The justices chose not to rule on the issue of whether or not to ban abortions on the basis of sex, gender or disability; however, this deferment was only due to the fact that the lower courts have not had enough time to weigh in on that provision.
Justice Thomas said that the court will eventually have to take up these laws in the future and expressed his concern about the possibility of abortion being used for “eugenics.”
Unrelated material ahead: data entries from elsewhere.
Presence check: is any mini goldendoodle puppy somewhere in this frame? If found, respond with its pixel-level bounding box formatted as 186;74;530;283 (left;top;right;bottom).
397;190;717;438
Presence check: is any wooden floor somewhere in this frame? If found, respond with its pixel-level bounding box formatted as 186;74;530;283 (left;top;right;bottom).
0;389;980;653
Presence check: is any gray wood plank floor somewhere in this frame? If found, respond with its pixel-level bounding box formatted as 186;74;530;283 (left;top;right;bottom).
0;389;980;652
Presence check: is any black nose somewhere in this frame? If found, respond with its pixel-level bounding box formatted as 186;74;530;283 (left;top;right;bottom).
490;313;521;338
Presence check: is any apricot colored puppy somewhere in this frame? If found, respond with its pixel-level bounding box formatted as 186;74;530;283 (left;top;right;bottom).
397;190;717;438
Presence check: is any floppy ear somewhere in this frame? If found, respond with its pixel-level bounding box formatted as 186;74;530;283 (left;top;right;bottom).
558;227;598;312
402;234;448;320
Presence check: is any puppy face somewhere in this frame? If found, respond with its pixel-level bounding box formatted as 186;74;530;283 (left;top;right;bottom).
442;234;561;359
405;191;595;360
“Given the potential for abortion to soon become a tool of eugenic manipulation, the court will soon need to confront the constitutionality of laws like Indiana’s,” Thomas wrote. “But because further percolation may assist our review of this issue of first impression, I join the court in declining to take up the issue now.”
Pro-abortion activists at NARAL were none too pleased with the ruling.
“SCOTUS has upheld a restriction on abortion in Indiana signed by none other than Mike Pence,” the organization tweeted. “This law does absolutely NOTHING to improve healthcare. It’s meant to shame women and cut off access by driving up the costs of an abortion procedure.”
Prominent pro-life organizations, such as Life Legal Defense Foundation (LLDF), who filed a brief in the case on behalf of a former abortionist, praised the ruling in favor of the respectful handling of human remains.
“Planned Parenthood successfully sued to stop implementation of the law shortly after it was passed, alleging due process and equal protection violations,” LLDF writes. “PP was afraid that the requirement to treat aborted babies with dignity meant courts will find that ‘human life begins at conception and that a fetus is a human being.’ Of course, this is precisely why this law is so important—it sends a clear message that preborn children are deserving of the same humane treatment as other persons.”
Human beings are not trash and the time has come for abortion clinics to respect the bodies of the infants who perish on their premises.
“The Kermit Gosnell case shed light on the horrific way unborn babies targeted for abortion are treated,” the LLDF reminds. “Gosnell cut off the feet of babies he aborted and stored them in jars. He stuffed whole bodies of aborted babies—some well into the third trimester—in juice containers and milk jugs. He stored babies and body parts in his freezer . . . . These barbaric practices will now be prohibited in Indiana and other states with similar laws.”
This is just the latest round in the abortion wars and a reminder of more crucial battles yet to come that can only be won through prayer and peaceful action!